Step 1: Obtain Parts
1 2"x1/2" Mending Brace
2 1"x1/2" Corner Braces
2 Hose Clamps of appropriate size for the upper shaft of your trekking pole (smaller the better)
Some Gasket Material (I found this rubbery pipe mending stuff in my closet, but I imagine an old bicycle tire inner-tube would work well)
1 3/4" long Screw
1 3/4" long Thumb Screw
2 Lock Nuts
6 or more Nylon Washers
All Screws, Nuts and Washers are 1/4"x20 thread.
Step 2: Assemble
Start by attaching the three braces as shown with the non-thumb screw, four nylon washers, and a lock nut. Don't tighten the lock nut all the way down. Leave it loose enough that you can rotate the mending brace, but tight enough that it will stay where you put it.
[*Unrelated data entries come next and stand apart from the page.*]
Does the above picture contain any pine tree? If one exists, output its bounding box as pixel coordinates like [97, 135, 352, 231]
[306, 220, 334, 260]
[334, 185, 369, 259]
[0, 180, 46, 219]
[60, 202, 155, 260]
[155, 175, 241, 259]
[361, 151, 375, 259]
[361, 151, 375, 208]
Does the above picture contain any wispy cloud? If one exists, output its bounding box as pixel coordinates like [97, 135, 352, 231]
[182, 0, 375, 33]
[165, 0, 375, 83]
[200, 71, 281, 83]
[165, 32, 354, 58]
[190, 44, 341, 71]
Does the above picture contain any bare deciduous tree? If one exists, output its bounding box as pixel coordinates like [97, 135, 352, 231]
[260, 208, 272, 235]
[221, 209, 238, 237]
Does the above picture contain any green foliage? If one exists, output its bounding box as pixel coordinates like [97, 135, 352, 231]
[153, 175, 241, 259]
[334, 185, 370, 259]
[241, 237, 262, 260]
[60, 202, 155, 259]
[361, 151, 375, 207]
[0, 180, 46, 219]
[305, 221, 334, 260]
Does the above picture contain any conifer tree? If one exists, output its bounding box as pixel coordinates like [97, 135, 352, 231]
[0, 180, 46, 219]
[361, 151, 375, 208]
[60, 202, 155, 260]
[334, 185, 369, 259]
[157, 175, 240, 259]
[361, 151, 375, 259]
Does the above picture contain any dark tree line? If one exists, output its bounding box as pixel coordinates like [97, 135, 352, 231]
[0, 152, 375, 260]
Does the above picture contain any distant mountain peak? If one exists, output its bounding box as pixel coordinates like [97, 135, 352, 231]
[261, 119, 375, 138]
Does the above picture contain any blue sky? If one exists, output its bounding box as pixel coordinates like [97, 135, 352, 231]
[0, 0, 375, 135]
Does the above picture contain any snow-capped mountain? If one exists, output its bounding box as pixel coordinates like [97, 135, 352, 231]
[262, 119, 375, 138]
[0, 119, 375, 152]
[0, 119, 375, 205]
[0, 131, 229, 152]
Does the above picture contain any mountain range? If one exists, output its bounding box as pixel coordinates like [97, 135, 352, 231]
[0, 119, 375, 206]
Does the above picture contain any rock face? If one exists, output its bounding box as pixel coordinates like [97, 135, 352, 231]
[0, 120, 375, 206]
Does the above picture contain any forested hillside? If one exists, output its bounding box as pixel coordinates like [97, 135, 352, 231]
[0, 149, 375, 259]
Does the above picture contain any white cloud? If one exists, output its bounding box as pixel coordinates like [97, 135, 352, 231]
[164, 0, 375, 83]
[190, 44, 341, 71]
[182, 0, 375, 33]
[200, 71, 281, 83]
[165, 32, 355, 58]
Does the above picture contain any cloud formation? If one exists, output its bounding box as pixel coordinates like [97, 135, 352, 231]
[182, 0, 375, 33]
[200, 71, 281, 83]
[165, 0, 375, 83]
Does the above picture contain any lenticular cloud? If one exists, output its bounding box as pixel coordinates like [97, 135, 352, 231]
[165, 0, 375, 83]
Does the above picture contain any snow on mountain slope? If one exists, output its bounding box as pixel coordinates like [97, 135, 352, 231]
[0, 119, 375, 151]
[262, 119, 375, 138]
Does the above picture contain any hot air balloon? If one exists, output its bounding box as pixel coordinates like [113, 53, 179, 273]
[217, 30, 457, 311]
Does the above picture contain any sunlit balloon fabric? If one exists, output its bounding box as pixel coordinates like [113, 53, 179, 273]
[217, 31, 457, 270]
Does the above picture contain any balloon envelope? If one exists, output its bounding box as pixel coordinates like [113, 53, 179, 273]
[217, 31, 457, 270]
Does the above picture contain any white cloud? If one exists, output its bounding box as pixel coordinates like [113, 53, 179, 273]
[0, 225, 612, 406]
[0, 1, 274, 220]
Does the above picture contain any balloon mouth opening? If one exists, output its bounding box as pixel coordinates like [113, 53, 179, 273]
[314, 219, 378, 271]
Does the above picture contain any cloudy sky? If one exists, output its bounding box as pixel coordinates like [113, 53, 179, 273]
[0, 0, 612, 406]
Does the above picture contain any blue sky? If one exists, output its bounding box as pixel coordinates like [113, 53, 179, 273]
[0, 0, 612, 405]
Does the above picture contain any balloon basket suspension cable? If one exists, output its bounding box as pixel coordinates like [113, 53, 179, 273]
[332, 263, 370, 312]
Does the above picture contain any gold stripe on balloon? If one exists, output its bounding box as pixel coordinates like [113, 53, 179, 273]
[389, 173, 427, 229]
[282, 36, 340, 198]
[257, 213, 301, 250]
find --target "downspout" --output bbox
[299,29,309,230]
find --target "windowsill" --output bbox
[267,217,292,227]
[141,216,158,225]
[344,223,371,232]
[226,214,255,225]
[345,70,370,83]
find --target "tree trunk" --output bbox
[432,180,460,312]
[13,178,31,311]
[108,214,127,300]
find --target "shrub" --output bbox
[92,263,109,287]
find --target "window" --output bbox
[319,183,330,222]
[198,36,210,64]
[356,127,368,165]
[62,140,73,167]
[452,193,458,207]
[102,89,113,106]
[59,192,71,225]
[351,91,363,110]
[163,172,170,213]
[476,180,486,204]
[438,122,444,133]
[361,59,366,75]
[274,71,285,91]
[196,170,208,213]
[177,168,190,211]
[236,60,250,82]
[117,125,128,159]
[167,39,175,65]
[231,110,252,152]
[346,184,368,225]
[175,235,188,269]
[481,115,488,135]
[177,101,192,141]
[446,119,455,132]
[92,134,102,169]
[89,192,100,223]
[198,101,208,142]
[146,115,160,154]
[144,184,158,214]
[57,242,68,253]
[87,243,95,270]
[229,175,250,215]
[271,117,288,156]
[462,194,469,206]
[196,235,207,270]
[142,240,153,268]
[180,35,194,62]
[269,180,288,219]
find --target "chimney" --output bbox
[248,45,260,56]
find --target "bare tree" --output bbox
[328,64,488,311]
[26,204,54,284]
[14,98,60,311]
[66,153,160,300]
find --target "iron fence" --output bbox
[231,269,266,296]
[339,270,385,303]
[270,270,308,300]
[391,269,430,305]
Next, attach the thumb screw to the other hole of the mending brace with the other lock nut and at least one washer on either side of the brace. Orient the screw so it is facing the opposite direction of the first screw, unlike in the photo (so that the first screw doesn't get in the way of the camera). Tighten similarly.
Step 3: Mount
Next, slide a hose clamp all the way up to the handle, then place the mount against the gasket stuff so that the mount is sticking out on the left (right if you're left handed) side of the handle (from a 1st person perspective), place one of the gasket pieces over the top flange, slide the hose clamp over it, and tighten just enough to get it to stay. Repeat for the lower half and adjust until the mount is in the right spot. Now tighten the hose clamps the rest of the way, but not so tight that you risk denting your trekking pole.
Mount your camera, loosen/tighten the lock nuts to taste, and you're done!
Step 4: Use
Admittedly this project isn't perfect compared to a real monopod. The mount is slightly wobbly when taking photos one-handed and there is no mechanism for tilt or pan. Still, my pictures are remarkably crisper using the monopod with both hands vs. freehand, especially with longer exposures. Also, since my camera is very light, I can drive the pole into the ground at slight angles if necessary.
Anyhoo, I hope you've enjoyed my first instructable. Happy shooting!